Description
This one day course will cover advanced configuration of Snort and its output mechanisms as well as advanced rule writing techniques. Three areas will be covered.
Advanced configuration. Learn to squeeze the most performance out of Snort's preprocessors and configure the system for large network environments.
Advanced rule writing. Learn to write Snort rules that unleash the full power of Snort's detection engine. Regular expressions, protocol decoding and detection of vulnerability access (not exploits!) will be covered.
Output management.
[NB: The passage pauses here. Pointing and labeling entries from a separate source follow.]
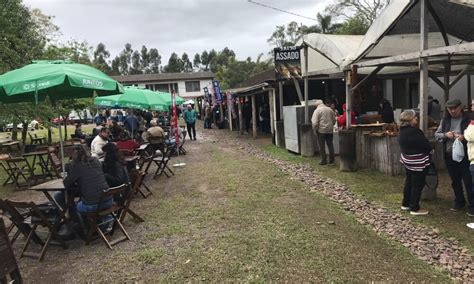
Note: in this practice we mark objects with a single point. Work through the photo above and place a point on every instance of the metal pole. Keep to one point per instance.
(306, 110)
(423, 62)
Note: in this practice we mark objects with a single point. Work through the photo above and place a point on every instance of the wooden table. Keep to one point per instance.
(40, 160)
(50, 186)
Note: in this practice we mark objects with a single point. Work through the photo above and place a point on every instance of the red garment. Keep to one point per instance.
(129, 145)
(341, 120)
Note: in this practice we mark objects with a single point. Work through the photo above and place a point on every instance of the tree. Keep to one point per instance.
(353, 26)
(197, 61)
(174, 64)
(145, 60)
(100, 56)
(21, 38)
(187, 65)
(136, 66)
(205, 60)
(155, 60)
(367, 10)
(115, 66)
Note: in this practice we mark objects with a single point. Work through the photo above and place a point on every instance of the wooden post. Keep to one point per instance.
(229, 110)
(241, 121)
(447, 71)
(306, 110)
(254, 117)
(271, 100)
(423, 62)
(348, 100)
(280, 98)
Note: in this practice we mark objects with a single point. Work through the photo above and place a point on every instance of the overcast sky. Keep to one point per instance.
(176, 25)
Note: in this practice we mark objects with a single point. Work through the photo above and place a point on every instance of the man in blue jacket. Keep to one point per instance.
(190, 119)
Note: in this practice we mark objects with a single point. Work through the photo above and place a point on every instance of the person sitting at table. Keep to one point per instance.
(126, 143)
(85, 179)
(78, 132)
(115, 172)
(99, 142)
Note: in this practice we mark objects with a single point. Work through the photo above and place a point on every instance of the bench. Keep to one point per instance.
(35, 139)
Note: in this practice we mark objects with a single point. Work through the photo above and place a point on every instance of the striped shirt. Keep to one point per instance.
(415, 162)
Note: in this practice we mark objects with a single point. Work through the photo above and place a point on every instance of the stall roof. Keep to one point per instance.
(396, 32)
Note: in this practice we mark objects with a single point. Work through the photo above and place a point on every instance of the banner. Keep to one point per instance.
(207, 95)
(288, 63)
(175, 119)
(217, 90)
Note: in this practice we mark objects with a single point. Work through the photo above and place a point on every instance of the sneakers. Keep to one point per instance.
(419, 212)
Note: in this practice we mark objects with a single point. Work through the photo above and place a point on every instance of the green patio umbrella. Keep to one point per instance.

Snort generates tons of data, learn how to manage it effectively to get the most out of your deployment!
Prerequisites
Working knowledge of Snort - must be able to put Snort into IDS mode, configure basic rules/preprocessors/output mechanisms
Basic command line proficiency on host OS (Windows/UNIX)
Basic proficiency with vi/vim, emacs degenerates need not apply
Ok, just kidding about that last one...
Martin Roesch
Marty is a respected authority on intrusion detection technology and forensics, and today works at Sourcefire where he is the founder and CTO. Martin, who has 17 years industry experience in network security and embedded systems engineering, is also the author and lead developer of the Snort Intrusion Detection System.
Over the past eight years, Martin has developed various network security tools and technologies, including intrusion detection systems, honeypots, network scanners, and policy enforcement systems for organizations such as GTE Internetworking, Stanford Telecommunications, Inc., and the Department of Defense. He has applied his knowledge of network security to penetration testing and network forensics for numerous government and large corporate customers. Martin has been interviewed as an industry expert in multiple technology publications, as well as print and online news services such as MSNBC, Wall Street Journal, CNET, ZDNet, and numerous books. Snort has been featured in Scientific American, on A&E;'s Secret Places: Inside the FBI, and in several books, such as Network Intrusion Detection: An Analysts Handbook, Intrusion Signatures and Analysis, Maximum Security, Hacking Exposed, and others.
Martin holds a B.S. in Electrical and Computer Engineering from Clarkson University.